La Fiscalía General de Justicia solicitó originalmente la orden de aprehensión en contra de 23 personas involucradas en el delito de contrabando de combustibles (huachicol fiscal) al juez Mario Elizondo, Juez de carrera especializado en juicio penal acusatorio, quien negó la orden de aprehensión argumentando que el Ministerio Público no había presentado las pruebas suficientes para acreditar los delitos. Posteriormente la FGR solicitó nuevamente la orden de aprehensión, incluyendo además al ex gobernador Ruffo Appel, solicitud presentada a la jueza Alejandra Ramírez de la Vega, quien emitió la orden de aprehensión incluyendo además, por los delitos de que se trata, la medida cautelar de la prisión preventiva oficiosa.
El miércoles pasado, la Presidente al abordar el tema de la aprehensión del político y ex gobernador Ernesto Ruffo Appel a pregunta de que Joaquín El Chapo Guzmán declaró en 1993 ante un agente de la ex Procuraduría General de la República denunciando vínculos del ex gobernador de Baja California con el crimen organizado, que daba protección a los Arellano Félix, y que a través de la Procuraduría estatal se entregaban credenciales de la policía judicial a integrantes de ese cártel, la presidente dijo: “que la FGR vea si es necesaria una investigación”.
Tras el pronunciamiento público de que un grupo de expresidentes iberoamericanos denunciaron una supuesta “venganza política” en contra del ex gobernador Ruffo Appel, la presidente rechazó que el proceso penal contra el exgobernador de Baja California, responda a una persecución política y señaló que se trata de una investigación por presuntos delitos de contrabando de combustible.
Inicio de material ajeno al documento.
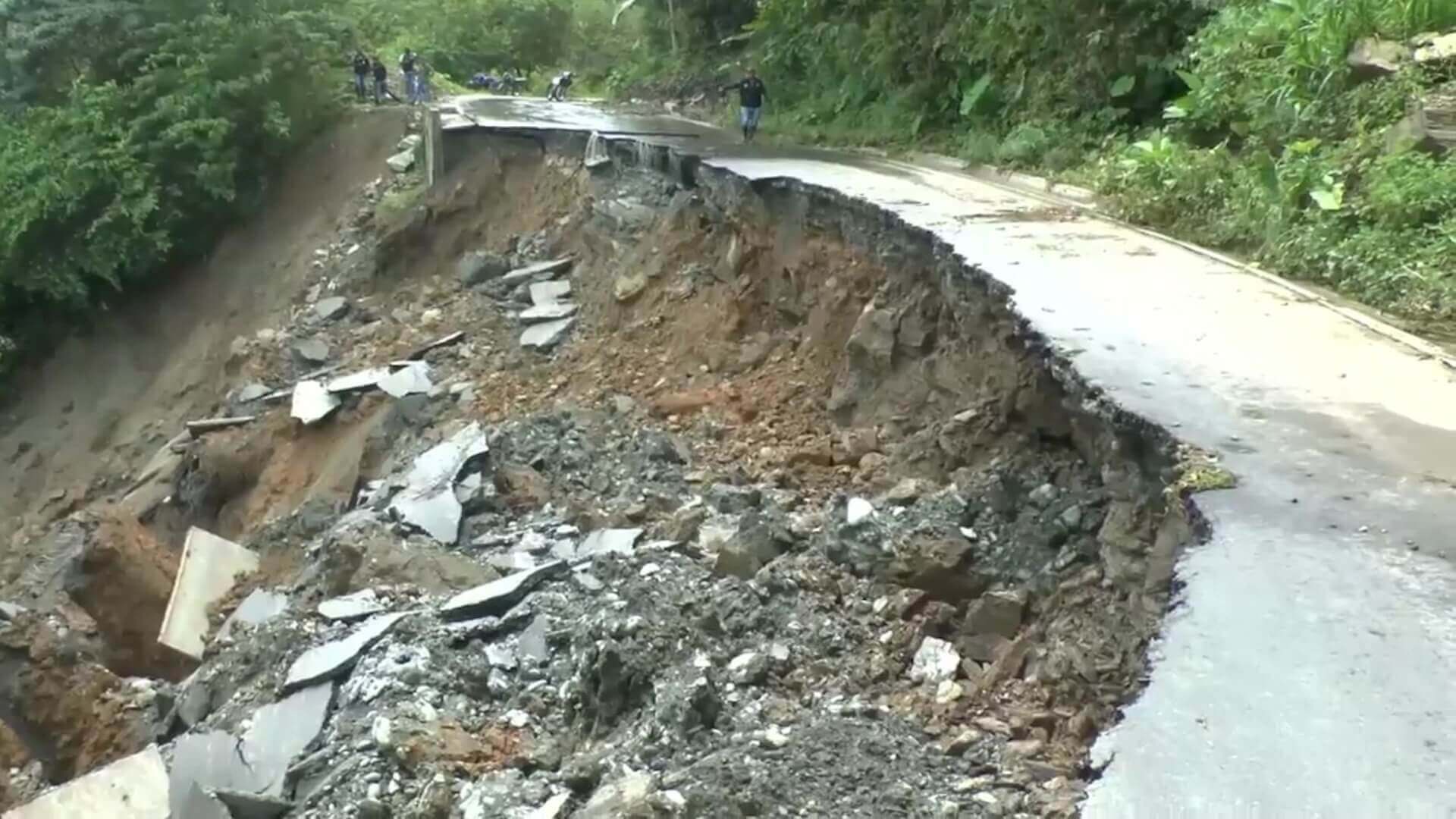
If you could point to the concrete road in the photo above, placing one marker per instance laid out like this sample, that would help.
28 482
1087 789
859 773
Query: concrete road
1310 667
También, defendió la actuación de la FGR y aseguró que la investigación cuenta con los elementos suficientes para sustentar las decisiones judiciales adoptadas hasta ahora.
“Es un asunto que tiene que ver con un delito por el cual está juzgado y que hay suficiente información por parte de la Fiscalía para obtener una orden de aprehensión de un juez. Ayer creo que emitió otra vez un comunicado la Fiscalía nuevamente. Y siguen las investigaciones, y es esta persona junto con otros siete que fueron detenidos por este delito”, declaro Claudia Sheinbaum.
La señora Presidente de México aún no dimensiona la importancia de sus comentarios sobre todo cuando los expresa en la conferencia de prensa de cada mañana, lo que dice en público, no es la expresión de un comentario de Claudia una ciudadana común, es la voz institucional de quien es Presidente de la República que establece posiciones y políticas de su gobierno.
En un comunicado la Fiscalía General de la República, comunicó que un juez federal vinculó a proceso el pasado 23 de julio a Ruffo Appel y a otras siete personas por presuntos delitos de delincuencia organizada, contrabando y violaciones a la legislación en materia de hidrocarburos, la FGR negó que la investigación contra esas personas responda a una persecución política y aclaró que su vinculación a proceso es como consecuencia de su probable participación en una red dedicada al contrabando de hidrocarburos por ferrocarril.
Existen múltiples señalamientos en contra de políticos militantes del partido oficial Morena, por la comisión del mismo delito de contrabando de combustibles y hasta la fecha no se ha dado a conocer ningún avance en las investigaciones en esos casos iniciados cuando el titular de la FGR era el ahora embajador en Londres, Alejandro Gertz Manero.
Por otra parte, el gobierno de México sigue negando la detención con fines de extradición del gobernador con licencia Rubén Rocha Moya y 7 funcionarios más, argumentando que no existen suficientes pruebas para ello. Por lo visto el Gobierno de la República actual tiene un doble rasero, uno implacable para los políticos de la oposición, diferente del que aplica a los militantes de Morena.
No se trata de defender a los presuntos responsables de haber cometido delitos, se trata de que la Justicia debe ser la misma para todos los inculpados de haber cometido un delito, sobre todo de delitos de la proporción de la defraudación fiscal contra la Nación o de la asociación con los cárteles del crimen organizado y de que todos los señalamientos incriminatorios deben ser investigados y los responsables deben ser sometidos a juicio, trátese de quien se trate.